Business Travel
Dumpster Dive
SUNDAY, APRIL 5, 2020 -- The world is a terrible and terrifying place just now, but the business traveler's equivalent of a dumpster dive brings us a rare moment of ... well ... not joy so much as a brief instant of happy kismet.

You must already know that the CDC, after many weeks of delay, recommended on Friday that we wear protective "cloth face coverings" (aka masks) to help stop the spread of the Coronavirus. No matter that our wartime president (aka the "great backup") doesn't want to be seen wearing one. The experts say it's a good idea.

The problem? Masks are rarer than passengers these days. Heroic front-line doctors, nurses and other first responders are using garbage bags as gowns and bandanas and scarves as face protection. In the richest nation the world has ever known, we have volunteers sewing makeshift personal protective equipment. In the greatest democracy known to mankind, our federal government thinks it's wrong to make America safe again by operating as a central buying service.

So where are we average folks going to get masks? They ain't going on trees, so to speak. And first responders should be first in line.

Some of us can raid our workshop and repurpose masks we'd normally use when sanding or working with noxious stuff. I found a package of masks down in my basement next to the sander. I didn't even know I owned a sander, but there they were, sander and masks in a little-used toolbox. No matter that the price tag on those masks identified the retailer as Pergament, a long-forgotten New York Metropolitan area chain that slipped into bankruptcy and oblivion just a few months before 9/11.

But here's a source of masks that I bet all business travelers have: amenity kits. Go to your closet or your bedroom bureau or wherever you keep those premium class amenity kits you long ago meant to toss or recycle. Look around inside for the eye mask, a staple of every airline amenity kit ever distributed.

The eye mask makes a great "cloth face covering." Seriously. Extend the fabric folds, slip the elastic band over your head and position the mask over your nose and mouth. It may not be pretty and it surely isn't what the CDC had in mind, but it works. I generally don't keep eye masks--I toss them and the earplugs--but my wife does. She scrounged up eye masks from Air France and TAP Air Portugal amenity kits and debuted them today on a shopping run. I, of course, was resplendent in my 20-year-old Pergaments.

(I can't take credit for this brilliantly innovative reuse of eye masks, this epic business travel dumpster dive. Several travelers--and at least one broadcast reporter--hit upon the hack and posted pictures of themselves wearing the eye-mask-cum-face-covering on social media.)

One other bit of dumpster-diving kismet worth noting: You may find hand sanitizer in those previously disused amenity kits. I've been walking around with a 20-milliliter bottle of sanitizer that I originally found in a Delta Air Lines amenity kit. The Delta-provided sanitizer--made in China, by the way--is long gone, but the plastic, flip-top bottle is the perfect traveling size. (Imagine that! A good travel-size bottle in an amenity kit!) I've refilled it frequently in these terrible and terrifying times.

Best Western went first, followed by Hilton, then Radisson and Hyatt. They've all thrown their elite customers the status extensions they deserve. The hotel chains--Marriott and InterContinental will inevitably follow--know that travel is going to be a long, long time rebounding. Good business sense demands they keep their best pre-pandemic customers happy and engaged.

When, you wonder, will airlines get the message?
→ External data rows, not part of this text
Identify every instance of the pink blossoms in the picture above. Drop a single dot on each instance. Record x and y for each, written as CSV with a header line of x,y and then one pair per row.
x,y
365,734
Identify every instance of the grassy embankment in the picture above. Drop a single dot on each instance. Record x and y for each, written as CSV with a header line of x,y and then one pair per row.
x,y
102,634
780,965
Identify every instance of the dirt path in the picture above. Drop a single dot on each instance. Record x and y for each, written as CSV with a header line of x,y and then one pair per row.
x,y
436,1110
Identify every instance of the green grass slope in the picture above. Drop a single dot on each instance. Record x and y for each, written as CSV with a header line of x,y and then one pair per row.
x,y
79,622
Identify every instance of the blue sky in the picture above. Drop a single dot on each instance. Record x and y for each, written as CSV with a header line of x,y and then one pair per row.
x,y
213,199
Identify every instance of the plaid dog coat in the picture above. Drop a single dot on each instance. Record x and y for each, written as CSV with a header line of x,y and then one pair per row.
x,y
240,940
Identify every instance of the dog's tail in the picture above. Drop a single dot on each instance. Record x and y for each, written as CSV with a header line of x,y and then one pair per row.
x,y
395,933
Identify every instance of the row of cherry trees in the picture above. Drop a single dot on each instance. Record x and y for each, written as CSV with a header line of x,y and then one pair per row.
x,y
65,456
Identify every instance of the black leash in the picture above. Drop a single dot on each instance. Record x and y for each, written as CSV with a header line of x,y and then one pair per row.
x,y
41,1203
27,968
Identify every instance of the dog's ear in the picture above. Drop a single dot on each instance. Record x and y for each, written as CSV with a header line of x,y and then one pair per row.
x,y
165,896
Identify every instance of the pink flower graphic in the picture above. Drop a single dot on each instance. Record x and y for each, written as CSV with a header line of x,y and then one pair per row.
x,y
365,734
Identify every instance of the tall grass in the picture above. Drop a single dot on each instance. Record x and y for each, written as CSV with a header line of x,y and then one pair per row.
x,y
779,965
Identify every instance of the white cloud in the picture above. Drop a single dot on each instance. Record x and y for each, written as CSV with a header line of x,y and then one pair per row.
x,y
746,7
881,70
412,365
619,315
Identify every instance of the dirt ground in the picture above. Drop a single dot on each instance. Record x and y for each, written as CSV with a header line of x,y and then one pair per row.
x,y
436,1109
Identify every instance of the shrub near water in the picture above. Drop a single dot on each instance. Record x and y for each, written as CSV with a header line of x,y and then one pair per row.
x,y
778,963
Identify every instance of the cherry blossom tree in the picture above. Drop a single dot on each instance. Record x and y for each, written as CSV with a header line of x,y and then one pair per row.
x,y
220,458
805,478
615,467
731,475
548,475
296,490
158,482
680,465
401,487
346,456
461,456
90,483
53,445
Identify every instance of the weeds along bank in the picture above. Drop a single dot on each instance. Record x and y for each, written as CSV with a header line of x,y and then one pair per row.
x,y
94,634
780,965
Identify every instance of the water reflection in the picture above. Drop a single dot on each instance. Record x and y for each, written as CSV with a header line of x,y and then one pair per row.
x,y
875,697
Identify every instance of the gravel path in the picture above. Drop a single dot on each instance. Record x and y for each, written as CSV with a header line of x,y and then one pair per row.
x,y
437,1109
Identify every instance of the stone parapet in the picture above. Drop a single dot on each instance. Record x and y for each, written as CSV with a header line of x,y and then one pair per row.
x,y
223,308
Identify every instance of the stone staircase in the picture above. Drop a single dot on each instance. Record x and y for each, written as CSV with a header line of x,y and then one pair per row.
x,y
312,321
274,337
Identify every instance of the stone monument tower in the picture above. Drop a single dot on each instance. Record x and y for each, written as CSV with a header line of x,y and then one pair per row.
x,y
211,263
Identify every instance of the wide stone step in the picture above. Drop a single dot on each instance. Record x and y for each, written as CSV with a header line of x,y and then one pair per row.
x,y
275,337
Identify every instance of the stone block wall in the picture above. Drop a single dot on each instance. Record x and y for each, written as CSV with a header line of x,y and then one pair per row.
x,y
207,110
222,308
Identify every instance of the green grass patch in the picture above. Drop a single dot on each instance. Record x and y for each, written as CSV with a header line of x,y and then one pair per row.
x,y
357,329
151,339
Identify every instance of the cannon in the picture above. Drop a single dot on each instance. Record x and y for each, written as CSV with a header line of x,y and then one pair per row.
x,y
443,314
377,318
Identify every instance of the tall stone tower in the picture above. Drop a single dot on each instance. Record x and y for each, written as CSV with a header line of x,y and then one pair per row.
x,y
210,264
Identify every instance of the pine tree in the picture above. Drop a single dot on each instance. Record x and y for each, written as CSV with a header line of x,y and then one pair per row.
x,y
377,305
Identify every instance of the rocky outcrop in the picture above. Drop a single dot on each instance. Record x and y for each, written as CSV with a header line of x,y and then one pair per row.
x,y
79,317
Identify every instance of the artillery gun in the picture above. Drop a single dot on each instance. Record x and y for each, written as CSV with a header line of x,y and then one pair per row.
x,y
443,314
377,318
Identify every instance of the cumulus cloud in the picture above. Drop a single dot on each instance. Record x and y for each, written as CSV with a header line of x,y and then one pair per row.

The answer is today. Delta this morning announced that it was offering SkyMiles elites (and Delta Sky Club members) extensions. There will also be some perks for Delta American Express cardholders. Within hours, United Airlines responded with its own status extension for MileagePlus players. American Airlines is now on the clock, so stay tuned.

Some travelers are still being told by airlines that they don't rate a refund even though the airline has cancelled the flight. They claim all that's available is a "travel voucher," which is now being enhanced with a two-year validity date. And, again, I tell you: Poppycock! Or, you know, something stronger.

You are entitled to a refund. Full stop.

You are so clearly entitled to a refund that the normally compliant Department of Transportation on Friday publicly scolded airlines for their atrocious behavior. If, however, you're still arguing with an airline, stop. Just stop wasting your time and energy. Use your big plastic stick. Call your credit card company--and hold times are lengthening--and contest the charge.